Toute cette semaine, LaLibre.be vous propose la série "Belges et fiers de l'être ?", composée de témoignages de personnalités belges connues à l'étranger. De façon sérieuse, touchante ou déjantée, ces icônes de notre royaume exposent, en trois réponses, un souvenir sur le roi et leur sentiment patriote. 

Ce lundi, place à Arno, le plus brusseleir des artistes flamands, dont le répertoire se compose de morceaux en anglais, néerlandais et français. 

Quel est le souvenir que vous garderez d'Albert II ?

(réflexion) J'ai toujours aimé les jambes de son épouse. Je trouve qu'elle a de belles fesses, c'est incroyable. Les fesses de Paola sont celles d'un extraterrestre. Elle est italienne mais ses fesses ont été construites en Belgique. Et quand je pense à Albert, je pense aux fesses de sa femme. Merde alors.
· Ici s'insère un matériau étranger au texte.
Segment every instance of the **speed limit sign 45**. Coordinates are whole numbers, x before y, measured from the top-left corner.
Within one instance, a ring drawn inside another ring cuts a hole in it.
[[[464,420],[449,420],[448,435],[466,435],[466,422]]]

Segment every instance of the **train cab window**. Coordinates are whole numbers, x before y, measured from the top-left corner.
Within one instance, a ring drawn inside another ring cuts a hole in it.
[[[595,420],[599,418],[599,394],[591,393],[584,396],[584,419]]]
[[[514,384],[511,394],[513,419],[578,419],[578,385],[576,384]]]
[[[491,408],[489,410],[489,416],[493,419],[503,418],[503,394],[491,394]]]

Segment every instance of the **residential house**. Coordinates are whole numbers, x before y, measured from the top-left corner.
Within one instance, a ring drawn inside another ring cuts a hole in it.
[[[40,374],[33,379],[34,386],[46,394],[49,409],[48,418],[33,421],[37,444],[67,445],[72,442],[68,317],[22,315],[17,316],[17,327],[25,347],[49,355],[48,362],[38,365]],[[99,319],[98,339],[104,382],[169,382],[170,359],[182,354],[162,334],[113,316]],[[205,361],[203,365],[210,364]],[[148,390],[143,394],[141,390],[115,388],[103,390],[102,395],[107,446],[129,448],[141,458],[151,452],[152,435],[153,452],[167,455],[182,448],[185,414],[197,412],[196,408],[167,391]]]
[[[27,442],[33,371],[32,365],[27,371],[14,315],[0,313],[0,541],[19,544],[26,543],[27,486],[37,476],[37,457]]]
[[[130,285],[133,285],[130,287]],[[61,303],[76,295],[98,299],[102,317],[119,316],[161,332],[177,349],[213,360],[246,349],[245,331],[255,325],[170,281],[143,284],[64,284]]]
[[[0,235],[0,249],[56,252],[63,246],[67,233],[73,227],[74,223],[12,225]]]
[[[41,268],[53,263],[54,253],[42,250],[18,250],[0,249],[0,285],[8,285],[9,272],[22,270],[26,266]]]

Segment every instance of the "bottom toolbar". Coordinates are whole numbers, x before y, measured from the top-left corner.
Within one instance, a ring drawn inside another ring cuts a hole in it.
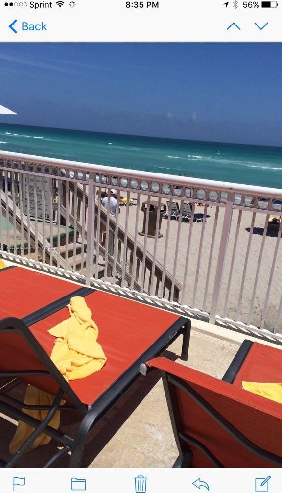
[[[111,493],[244,493],[281,490],[282,469],[2,469],[3,493],[93,492]]]

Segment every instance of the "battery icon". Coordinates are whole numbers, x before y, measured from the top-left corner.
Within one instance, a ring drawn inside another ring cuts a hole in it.
[[[277,1],[262,1],[262,8],[276,8],[278,6]]]

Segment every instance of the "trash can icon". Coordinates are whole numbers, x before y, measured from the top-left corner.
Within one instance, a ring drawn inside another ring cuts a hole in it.
[[[135,493],[146,493],[147,488],[147,478],[144,476],[137,476],[134,478],[135,481]]]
Le roi, je ne l'ai jamais rencontré. Je l'ai vu à la télé. Mais je suis sûr que c'est un bon danseur. Il danse comme Fred Astaire. Et à propos de son règne, quel boulot, dis ! Rhooo, ça c'est du boulot. Je ne voudrais pas être à sa place. Ouïe ouïe ouïe. Mais j'étais fou de Paola, l'Italienne. Il a de la chance quoi. 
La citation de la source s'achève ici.